I don’t understand why the parameter
seq_len is called this way. As far as I know this is the number of sequences.
seq_len sounds like a sequence length, which is completely different thing.
Honestly the all terminology in documentation of RNN looks quite strange. Let’s take an example:
Description of the input to RNN (https://pytorch.org/docs/master/generated/torch.nn.RNN.html):
input of shape (seq_len, batch, input_size): tensor containing the features of the input sequence.
Do you see that? Tensor containing the FEATURES of the input sequence. So where do I need to provide the FEATURES? Because I only see following:
(seq_len, batch, input_size) - nothing about features.
In my opinion it should be
(number_of_sequences, number_of_elements, number_of_features), where usually we have
number_of_sequences sequences which are
number_of_elements long each having
number_of_features features isn’t it?
Sorry I am very confused, but maybe I don’t understand something so I would appreciate if someone can clarify.
seq_len is indeed the length of the sequence such as the number of words in a sentence or the number of characters in a string.
input_size reflects the number of features. Again, in terms of sequences being words in a sentence, this would be the size of the word vectors (e.g, 300).

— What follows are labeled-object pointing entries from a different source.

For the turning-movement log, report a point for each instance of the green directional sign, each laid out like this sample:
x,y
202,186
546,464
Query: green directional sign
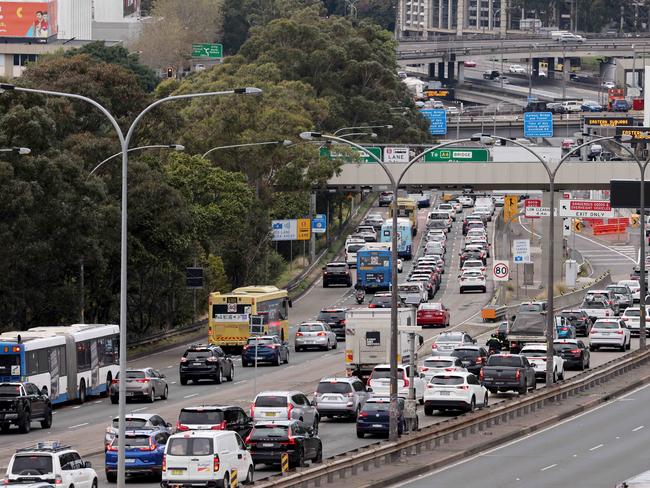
x,y
456,154
214,51
326,152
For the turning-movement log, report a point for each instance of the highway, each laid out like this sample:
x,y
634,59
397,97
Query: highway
x,y
82,426
613,436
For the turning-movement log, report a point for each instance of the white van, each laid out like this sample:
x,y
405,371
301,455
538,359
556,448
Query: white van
x,y
206,458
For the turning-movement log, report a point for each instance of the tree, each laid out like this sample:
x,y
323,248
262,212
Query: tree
x,y
166,39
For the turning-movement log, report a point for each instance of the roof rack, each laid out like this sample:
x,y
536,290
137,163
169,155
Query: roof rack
x,y
45,446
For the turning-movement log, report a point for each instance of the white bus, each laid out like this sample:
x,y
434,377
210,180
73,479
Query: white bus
x,y
69,362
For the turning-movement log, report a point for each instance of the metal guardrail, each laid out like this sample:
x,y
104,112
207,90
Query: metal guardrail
x,y
436,435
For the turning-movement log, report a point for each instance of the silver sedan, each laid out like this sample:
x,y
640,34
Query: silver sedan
x,y
315,335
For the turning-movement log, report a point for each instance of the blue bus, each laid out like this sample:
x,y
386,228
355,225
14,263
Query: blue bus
x,y
374,268
404,236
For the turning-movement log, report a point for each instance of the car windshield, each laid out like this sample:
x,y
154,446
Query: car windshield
x,y
187,446
447,380
39,463
271,401
201,417
333,387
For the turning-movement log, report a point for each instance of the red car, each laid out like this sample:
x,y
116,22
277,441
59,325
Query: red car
x,y
433,314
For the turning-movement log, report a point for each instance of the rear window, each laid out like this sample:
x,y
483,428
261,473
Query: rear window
x,y
447,380
504,361
184,446
203,417
271,401
42,464
333,387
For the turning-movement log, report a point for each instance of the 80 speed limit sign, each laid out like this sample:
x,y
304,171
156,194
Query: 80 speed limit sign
x,y
501,271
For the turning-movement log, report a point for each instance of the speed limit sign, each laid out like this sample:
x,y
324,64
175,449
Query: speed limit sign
x,y
501,271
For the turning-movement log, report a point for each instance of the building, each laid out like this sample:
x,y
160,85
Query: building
x,y
31,28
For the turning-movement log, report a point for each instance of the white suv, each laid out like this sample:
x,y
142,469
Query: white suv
x,y
206,458
52,463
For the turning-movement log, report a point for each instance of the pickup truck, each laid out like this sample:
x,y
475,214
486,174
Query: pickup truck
x,y
504,372
22,403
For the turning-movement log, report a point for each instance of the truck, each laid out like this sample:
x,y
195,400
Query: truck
x,y
367,338
505,372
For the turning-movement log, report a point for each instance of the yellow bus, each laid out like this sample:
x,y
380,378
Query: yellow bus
x,y
229,314
409,209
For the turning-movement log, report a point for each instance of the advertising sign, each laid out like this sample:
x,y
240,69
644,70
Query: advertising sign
x,y
32,20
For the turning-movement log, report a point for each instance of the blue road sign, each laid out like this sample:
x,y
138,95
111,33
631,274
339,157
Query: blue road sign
x,y
538,124
319,224
437,120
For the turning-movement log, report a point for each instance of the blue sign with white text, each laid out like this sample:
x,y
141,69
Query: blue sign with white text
x,y
538,124
437,120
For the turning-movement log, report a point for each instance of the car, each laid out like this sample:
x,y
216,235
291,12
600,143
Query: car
x,y
579,319
284,405
536,355
472,280
335,318
454,391
214,417
206,458
632,319
270,440
145,383
265,349
23,403
143,454
340,397
205,361
374,417
430,314
445,343
314,335
473,357
574,352
610,332
52,462
139,422
379,381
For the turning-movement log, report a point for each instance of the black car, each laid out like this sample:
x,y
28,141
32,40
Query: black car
x,y
579,319
215,417
206,362
269,440
335,318
472,357
574,352
337,273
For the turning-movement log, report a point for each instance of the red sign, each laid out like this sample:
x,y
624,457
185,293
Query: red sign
x,y
33,20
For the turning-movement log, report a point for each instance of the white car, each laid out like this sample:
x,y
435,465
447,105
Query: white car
x,y
454,391
632,319
609,333
53,462
472,280
441,365
517,68
380,382
206,458
536,354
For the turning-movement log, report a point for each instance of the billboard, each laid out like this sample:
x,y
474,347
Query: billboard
x,y
32,20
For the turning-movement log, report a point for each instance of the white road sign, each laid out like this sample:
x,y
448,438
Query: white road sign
x,y
592,209
396,155
521,251
501,271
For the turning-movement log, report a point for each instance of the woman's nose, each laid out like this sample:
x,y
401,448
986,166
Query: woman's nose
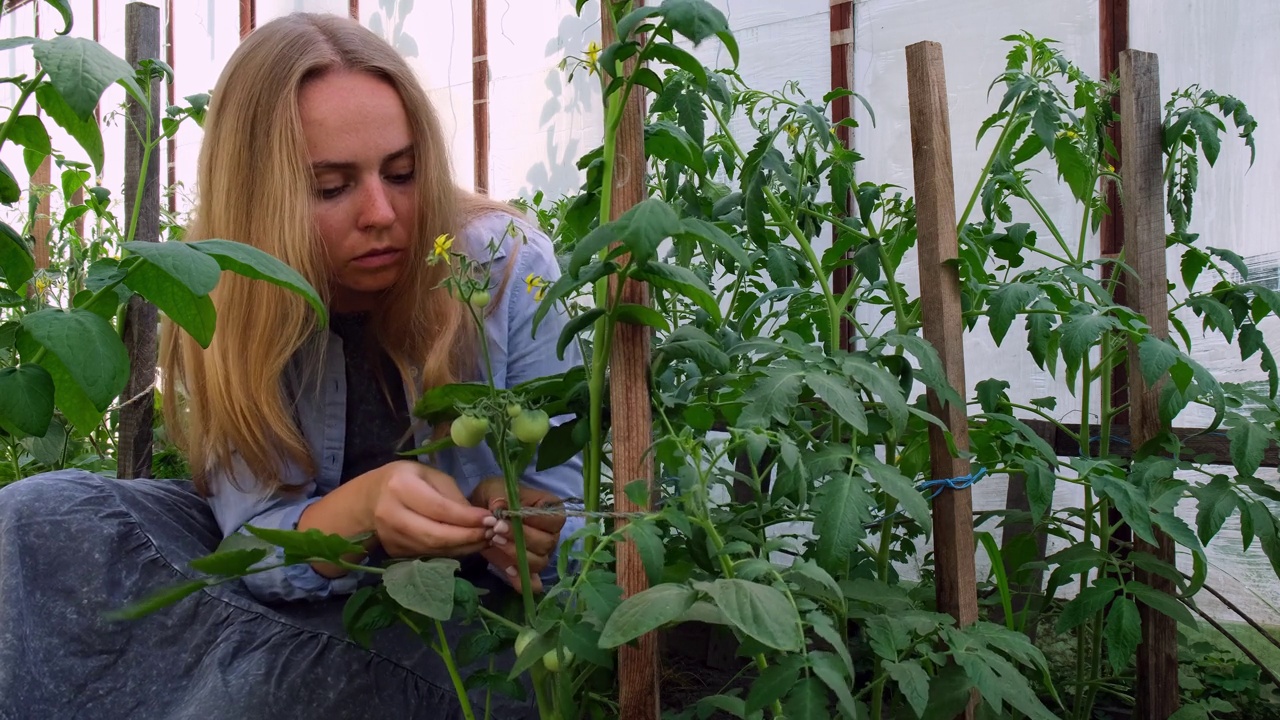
x,y
375,206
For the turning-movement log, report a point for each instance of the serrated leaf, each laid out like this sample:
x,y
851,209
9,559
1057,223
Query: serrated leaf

Whatever the number of features is, that will be your
I full example: Let’s say your batch has 32 sentences of the same length of 50 words (e.g., with padding to ensure equal lengths), and you use word vectors (e.g. word2vec or GloVe) of size 300. then you get
batch_size = 32
seq_len = 50
input_size = 300
By default, RNNs in PyTorch expect as input shape
(seq_len, batch_size, input_size). But if you define an RNN with
batch_first=True, the expected input shape is
(batch_size, seq_len, input_size). It’s really just a matter of preference and convenience.
Is it the same case for output? If I define
batch_first=True, do I get the batch first also in output?
Nope. It works for the input in that way, but not for the output. From what I understand of this practice is – its just for convenience. Otherwise you would have to put unnecessary transpose statements and lengthen your code. The output fashion is dictated in the documentation as you can see in the link you provided.
Hope that helps.